To: Senate Committee on Health and Human Services.
      Sen. Joy A. San Buenaventura, Chair
      Sen. Henry J.C. Aquino, Vice Chair

From: Grassroot Institute of Hawaii
           Ted Kefalas, Director of Strategic Campaigns

RE: SB317 — RELATING TO THE AUDIOLOGY AND SPEECH-LANGUAGE PATHOLOGY INTERSTATE COMPACT

Comments Only

Dear Chair and Committee Members:

The Grassroot Institute of Hawaii would like to offer its comments on SB317, which would allow Hawaii to enter into the Audiology and Speech-Language Pathology Interstate Compact.

If this bill is enacted, the Legislature will take an important step toward addressing Hawaii’s shortage of medical practitioners and specialists, a problem that has existed for years and has become a serious obstacle to healthcare access in our state.
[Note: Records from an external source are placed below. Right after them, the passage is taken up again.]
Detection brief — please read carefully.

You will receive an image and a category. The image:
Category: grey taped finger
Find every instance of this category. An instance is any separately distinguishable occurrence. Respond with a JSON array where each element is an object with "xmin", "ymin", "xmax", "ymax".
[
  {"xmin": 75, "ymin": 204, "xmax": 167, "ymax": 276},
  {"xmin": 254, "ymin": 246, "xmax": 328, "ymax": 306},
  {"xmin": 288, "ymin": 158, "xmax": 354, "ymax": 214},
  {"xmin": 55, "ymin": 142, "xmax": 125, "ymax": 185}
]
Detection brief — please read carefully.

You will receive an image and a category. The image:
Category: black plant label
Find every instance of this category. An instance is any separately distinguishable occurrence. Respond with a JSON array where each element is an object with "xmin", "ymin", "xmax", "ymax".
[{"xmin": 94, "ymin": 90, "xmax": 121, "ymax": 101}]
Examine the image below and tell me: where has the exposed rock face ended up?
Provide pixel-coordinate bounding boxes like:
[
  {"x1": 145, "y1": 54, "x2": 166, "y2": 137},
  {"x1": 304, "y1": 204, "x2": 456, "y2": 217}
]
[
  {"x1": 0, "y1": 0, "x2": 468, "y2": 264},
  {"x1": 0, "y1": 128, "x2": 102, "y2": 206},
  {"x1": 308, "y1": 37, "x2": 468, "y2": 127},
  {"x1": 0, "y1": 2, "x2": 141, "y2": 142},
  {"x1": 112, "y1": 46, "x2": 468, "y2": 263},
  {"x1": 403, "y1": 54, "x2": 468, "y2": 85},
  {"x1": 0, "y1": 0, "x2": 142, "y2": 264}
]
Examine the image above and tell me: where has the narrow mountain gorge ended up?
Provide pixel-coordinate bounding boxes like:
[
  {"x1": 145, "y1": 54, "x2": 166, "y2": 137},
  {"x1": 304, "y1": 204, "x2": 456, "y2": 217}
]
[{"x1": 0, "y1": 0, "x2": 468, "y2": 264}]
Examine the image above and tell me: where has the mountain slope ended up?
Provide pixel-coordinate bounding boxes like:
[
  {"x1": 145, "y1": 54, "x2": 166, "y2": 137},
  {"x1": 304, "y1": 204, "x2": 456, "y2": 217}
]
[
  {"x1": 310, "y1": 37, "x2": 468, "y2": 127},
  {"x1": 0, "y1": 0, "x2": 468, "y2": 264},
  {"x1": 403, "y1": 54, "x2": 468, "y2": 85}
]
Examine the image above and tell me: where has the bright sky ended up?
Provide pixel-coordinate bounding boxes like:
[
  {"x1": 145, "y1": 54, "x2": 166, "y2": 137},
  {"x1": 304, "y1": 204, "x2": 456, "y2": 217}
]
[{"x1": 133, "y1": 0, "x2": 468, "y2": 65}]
Across the state, and especially in rural areas, Hawaii is facing shortages of experienced health professionals, from primary care providers to nurses, specialists and staff. Fixing the problem requires a multipronged strategy that will address everything from Hawaii’s high cost of living to the state’s regulatory scheme for healthcare facilities. Perhaps most important is the need to reform licensing regulations for healthcare professionals.
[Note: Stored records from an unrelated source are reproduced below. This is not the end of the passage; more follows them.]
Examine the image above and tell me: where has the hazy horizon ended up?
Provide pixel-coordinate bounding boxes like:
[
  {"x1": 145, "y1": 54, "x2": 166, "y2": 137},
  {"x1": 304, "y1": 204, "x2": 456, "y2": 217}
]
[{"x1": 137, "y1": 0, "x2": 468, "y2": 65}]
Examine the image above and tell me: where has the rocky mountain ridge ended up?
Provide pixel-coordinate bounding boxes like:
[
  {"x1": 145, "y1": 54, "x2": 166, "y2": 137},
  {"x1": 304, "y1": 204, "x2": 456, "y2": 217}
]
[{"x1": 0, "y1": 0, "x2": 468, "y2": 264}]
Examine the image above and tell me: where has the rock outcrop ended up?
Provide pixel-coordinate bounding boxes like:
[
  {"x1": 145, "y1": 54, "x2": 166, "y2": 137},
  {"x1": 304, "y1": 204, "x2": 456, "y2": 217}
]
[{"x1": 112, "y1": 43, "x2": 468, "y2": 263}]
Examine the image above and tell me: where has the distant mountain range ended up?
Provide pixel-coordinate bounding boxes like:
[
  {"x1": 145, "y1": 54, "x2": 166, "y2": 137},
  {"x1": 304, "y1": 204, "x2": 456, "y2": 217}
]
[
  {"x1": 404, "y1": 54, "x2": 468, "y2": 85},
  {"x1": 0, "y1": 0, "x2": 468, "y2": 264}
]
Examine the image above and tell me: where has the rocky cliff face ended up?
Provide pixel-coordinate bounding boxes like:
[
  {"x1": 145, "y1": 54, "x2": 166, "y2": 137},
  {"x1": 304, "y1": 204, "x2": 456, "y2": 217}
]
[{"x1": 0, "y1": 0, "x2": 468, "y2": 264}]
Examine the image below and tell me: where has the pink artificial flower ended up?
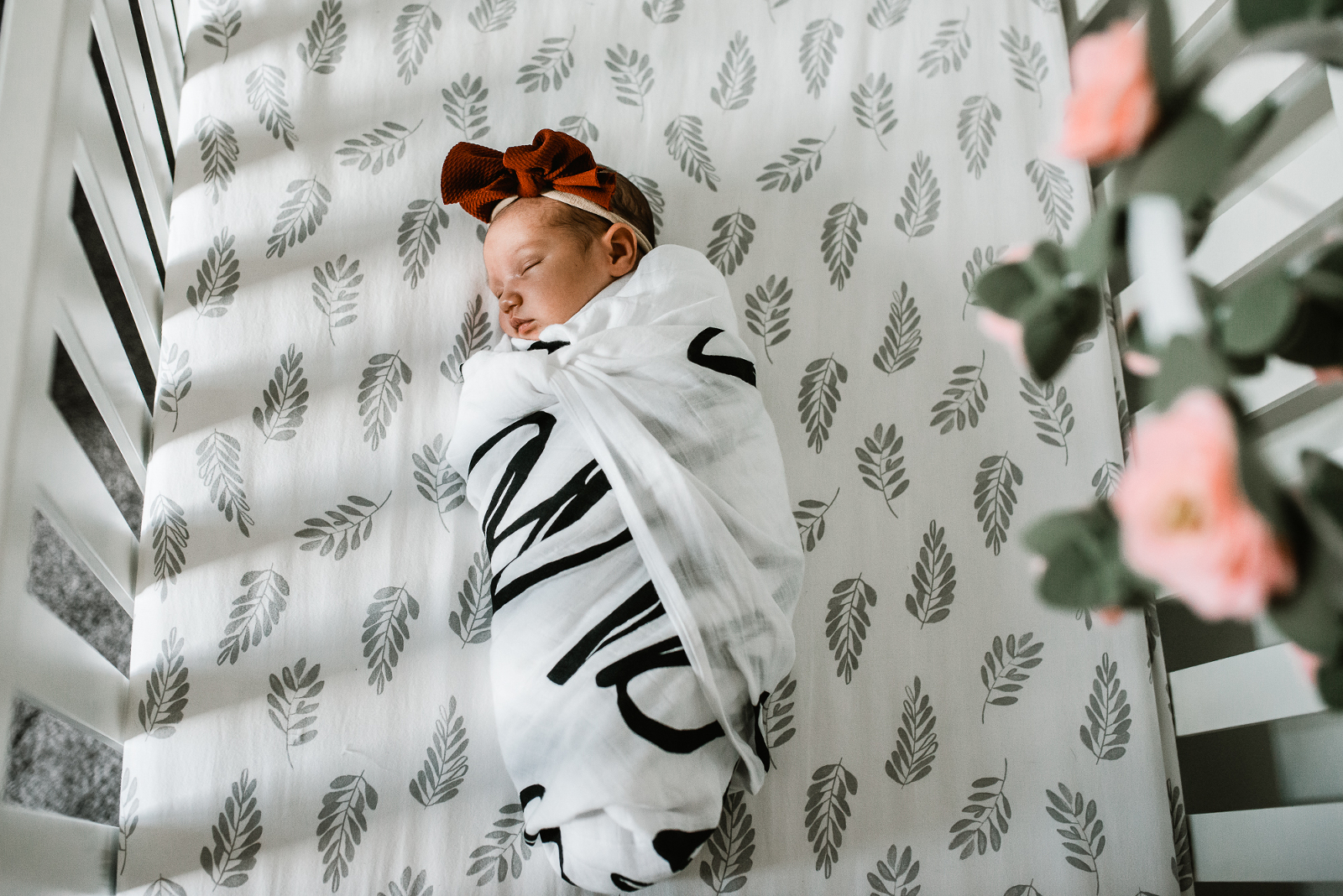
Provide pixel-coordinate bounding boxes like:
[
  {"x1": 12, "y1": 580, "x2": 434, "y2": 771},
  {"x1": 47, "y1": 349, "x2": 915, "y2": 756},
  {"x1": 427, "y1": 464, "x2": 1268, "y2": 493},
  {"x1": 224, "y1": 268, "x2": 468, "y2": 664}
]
[
  {"x1": 1059, "y1": 20, "x2": 1159, "y2": 165},
  {"x1": 1110, "y1": 389, "x2": 1296, "y2": 620}
]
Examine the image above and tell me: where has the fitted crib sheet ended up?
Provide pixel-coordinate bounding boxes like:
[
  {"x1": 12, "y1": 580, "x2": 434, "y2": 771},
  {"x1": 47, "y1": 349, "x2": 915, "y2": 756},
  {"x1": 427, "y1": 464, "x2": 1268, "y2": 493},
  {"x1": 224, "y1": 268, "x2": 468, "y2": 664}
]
[{"x1": 118, "y1": 0, "x2": 1189, "y2": 896}]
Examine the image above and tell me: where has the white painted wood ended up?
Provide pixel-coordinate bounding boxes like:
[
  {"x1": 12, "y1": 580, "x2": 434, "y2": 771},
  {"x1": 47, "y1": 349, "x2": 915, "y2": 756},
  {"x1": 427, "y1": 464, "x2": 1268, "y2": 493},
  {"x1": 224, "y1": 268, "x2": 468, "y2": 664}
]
[
  {"x1": 1189, "y1": 802, "x2": 1343, "y2": 883},
  {"x1": 0, "y1": 804, "x2": 118, "y2": 896}
]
One-fourth of all licensed workers in the U.S. work in healthcare.[1] Their licenses can be difficult to obtain, are expensive and carry geographic or “scope of practice” limitations.

As discussed in an upcoming policy brief on medical licensing by the Grassroot Institute of Hawaii, the state’s shortage of healthcare professionals makes its restrictions on healthcare workers who already hold licenses in other U.S. states seem redundant and self-defeating.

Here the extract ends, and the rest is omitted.